Normally, I’d cringe at that much bad food, but I had to confess I wanted some. I sat down and snacked, moving from group to group among laptops, graphs, and economic equations representing the projects they had due in one day. The work was outstanding–maybe the junk food was helping?

I remember eating a whole bag of M&Ms when I first made my own babysitting money. But then, I began reading hard-core vegetarian freak cookbooks and propaganda, like the Moosewood Cookbook, Francis Moore Lappe’s “Diet for a Small Planet,” I think grows her own food before she eats it, and every single Hare Krishna recipe book I could get my hands on. They gave out free vegetarian literature, which was tough to get at the time.

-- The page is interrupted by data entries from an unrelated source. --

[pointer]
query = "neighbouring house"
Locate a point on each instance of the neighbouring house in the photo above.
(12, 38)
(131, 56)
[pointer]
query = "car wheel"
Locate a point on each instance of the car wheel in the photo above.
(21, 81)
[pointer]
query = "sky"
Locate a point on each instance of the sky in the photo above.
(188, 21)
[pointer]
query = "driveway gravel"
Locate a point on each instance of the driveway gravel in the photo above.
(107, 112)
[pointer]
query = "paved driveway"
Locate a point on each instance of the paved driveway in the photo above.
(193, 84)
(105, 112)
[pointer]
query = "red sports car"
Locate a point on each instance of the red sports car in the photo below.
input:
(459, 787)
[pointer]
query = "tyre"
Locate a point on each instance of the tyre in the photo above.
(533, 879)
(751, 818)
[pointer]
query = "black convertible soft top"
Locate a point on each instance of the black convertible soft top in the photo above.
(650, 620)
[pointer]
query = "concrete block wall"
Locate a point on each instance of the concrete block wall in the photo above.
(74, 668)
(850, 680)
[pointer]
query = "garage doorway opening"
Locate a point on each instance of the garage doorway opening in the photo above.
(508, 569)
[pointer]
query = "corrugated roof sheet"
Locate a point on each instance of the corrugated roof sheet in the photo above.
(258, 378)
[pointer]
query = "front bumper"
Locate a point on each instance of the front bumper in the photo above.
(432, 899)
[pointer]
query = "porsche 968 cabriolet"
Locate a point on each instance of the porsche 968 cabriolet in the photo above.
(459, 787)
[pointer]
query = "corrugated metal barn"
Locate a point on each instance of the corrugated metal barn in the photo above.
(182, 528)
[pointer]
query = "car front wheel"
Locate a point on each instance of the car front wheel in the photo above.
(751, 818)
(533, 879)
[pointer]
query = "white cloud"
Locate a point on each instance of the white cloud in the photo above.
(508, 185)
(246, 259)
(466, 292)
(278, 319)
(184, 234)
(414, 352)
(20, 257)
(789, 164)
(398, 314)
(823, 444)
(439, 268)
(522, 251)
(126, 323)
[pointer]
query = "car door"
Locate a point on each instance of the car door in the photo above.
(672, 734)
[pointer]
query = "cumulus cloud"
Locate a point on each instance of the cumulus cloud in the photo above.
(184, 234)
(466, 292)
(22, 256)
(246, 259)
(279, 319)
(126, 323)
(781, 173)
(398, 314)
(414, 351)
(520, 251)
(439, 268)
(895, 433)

Vegetarianism wasn’t mainstream back then in a community without Indians. We had Indians, but they were Native Americans before political correctness–they weren’t vegetarians but they were waiting for their time in society after years of oppression, too.  It wasn’t until college that I met entire religions of people who were vegetarian like me, and who cooked a lot better. I was in my element.

Now, I’m horrified by the food choices I see.

Every day I look see my students. I watch them eating meal after meal of garbage.

I snap and declare one day a week to be devoted to healthy eating. “Health Food Friday,” I proclaim. I say I want someone in the class to make clean eating their senior project–maybe we could make people go cold turkey on the sugar and film confessional videos like a really bad TV documentary, I don’t know.

I want to see fewer teens eating things out of boxes and bags and more learning to cook healthy things they won’t hate. After all, food expert Michael Pollan declared we could eat junk food if we made it from scratch. There are still options available.

Yes, indeed, this is me imposing my freakish food values on my minions, but I don’t care. They don’t have to agree with me, they just have to listen. Isn’t that what education’s about? I learn from them, too, they can deal with me.